The Fast Fourier Transform (FFT) refers to a class of algorithms that can efficiently calculate the Discrete Fourier Transform (DFT) of a sequence. The DFT is a powerful tool in the analysis and design of digital signal processing systems and, consequently, the FFT is a commonly used transform in a wide range of DSP applications.

The FFT has a rather complicated algorithm and its hardware implementation can be a challenge. That’s why different FPGA vendors have provided customizable FFT IP cores that can be added to a design with just a few clicks. However, the designer still needs to know some details about the FFT hardware implementation before being able to use these IP cores with confidence. There are many FFT IP cores to choose from. Intel has its own FFT IP Core, as does Lattice Semiconductor, and engineering firms such as Dillon Engineering.
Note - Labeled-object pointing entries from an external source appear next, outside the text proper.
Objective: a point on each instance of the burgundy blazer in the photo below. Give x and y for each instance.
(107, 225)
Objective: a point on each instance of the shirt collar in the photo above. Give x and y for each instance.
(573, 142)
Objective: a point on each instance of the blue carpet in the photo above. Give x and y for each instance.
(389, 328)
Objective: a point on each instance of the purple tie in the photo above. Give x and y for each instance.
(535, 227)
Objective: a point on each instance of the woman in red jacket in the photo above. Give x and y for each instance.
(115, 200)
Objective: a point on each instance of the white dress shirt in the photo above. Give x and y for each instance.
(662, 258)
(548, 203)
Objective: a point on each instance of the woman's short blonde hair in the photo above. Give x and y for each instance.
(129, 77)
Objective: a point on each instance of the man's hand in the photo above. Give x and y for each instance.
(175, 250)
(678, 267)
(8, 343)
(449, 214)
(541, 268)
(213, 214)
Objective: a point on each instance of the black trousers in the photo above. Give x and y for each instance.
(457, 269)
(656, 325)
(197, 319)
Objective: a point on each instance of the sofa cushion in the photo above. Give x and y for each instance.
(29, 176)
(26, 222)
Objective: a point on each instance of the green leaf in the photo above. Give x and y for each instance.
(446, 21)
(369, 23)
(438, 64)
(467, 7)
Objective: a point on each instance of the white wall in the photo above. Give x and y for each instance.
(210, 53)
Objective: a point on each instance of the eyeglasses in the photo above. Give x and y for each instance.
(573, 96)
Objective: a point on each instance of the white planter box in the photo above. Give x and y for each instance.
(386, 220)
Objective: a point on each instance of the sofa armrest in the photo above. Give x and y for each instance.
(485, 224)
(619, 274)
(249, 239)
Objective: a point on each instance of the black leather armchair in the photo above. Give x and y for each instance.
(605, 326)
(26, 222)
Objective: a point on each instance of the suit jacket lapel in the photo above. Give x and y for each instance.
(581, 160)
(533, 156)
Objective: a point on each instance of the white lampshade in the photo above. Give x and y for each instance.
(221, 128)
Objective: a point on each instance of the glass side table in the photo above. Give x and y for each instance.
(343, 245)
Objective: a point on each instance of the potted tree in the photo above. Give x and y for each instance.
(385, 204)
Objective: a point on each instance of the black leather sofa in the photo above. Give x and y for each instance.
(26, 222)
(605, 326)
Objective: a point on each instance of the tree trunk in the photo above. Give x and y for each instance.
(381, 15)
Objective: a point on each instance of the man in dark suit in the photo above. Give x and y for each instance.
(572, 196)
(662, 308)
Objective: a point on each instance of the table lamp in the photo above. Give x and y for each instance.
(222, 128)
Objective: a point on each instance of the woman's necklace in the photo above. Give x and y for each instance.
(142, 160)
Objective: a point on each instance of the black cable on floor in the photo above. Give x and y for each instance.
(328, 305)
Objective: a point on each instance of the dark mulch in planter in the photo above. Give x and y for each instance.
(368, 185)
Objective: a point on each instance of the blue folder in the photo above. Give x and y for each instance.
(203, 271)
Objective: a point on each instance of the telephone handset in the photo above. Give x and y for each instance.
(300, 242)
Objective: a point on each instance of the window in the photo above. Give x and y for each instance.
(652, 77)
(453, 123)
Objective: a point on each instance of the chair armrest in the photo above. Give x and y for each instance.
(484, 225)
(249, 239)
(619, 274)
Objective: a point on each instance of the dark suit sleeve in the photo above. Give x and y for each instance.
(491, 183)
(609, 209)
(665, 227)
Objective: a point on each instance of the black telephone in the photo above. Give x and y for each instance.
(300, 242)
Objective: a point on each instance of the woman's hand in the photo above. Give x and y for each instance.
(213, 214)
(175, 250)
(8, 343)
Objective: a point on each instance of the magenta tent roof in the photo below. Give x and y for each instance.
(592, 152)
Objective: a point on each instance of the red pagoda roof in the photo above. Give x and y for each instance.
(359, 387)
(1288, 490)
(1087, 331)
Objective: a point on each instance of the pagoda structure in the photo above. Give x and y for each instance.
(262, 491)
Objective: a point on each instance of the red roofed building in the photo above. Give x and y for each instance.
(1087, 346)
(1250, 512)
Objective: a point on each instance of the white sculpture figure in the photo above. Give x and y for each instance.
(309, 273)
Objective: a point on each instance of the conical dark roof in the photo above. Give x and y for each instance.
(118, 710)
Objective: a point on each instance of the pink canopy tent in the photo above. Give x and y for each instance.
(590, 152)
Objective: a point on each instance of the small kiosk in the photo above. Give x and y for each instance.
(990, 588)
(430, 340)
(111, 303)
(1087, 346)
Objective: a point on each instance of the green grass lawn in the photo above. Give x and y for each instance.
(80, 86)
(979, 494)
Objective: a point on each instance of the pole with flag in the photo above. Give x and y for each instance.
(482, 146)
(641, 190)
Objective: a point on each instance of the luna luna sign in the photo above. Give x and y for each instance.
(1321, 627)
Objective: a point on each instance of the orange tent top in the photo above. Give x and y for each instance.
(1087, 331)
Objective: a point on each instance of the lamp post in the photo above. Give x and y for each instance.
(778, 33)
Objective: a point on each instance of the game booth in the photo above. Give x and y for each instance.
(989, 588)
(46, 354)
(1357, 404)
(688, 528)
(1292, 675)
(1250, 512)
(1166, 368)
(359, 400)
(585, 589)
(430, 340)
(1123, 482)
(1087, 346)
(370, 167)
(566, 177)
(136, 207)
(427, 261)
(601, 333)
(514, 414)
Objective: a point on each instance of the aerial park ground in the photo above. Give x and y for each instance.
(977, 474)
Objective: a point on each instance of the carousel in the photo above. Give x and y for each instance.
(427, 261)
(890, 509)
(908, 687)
In this article, we will look at the FFT IP core provided by Xilinx.

For a general discussion about integrating a Xilinx IP core into your design, please see this article on the Xilinx CORDIC Core. This article will explain some of the important implementation parameters for the Xilinx FFT IP core, including what each of these settings accomplishes for the engineer.

### Adding the FFT Core

To add the FFT core to your ISE project, click on “New Source” under the “Project” tab and choose “IP (CORE Generator & Architecture Wizard)”. After giving your new source a name and location, you can find the FFT core by choosing “FFTs” from the “Digital Signal Processing” category, as shown in Figure 1.

*Figure 1*

*Figure 1*

Then, a GUI will open which allows you to customize the core according to your needs.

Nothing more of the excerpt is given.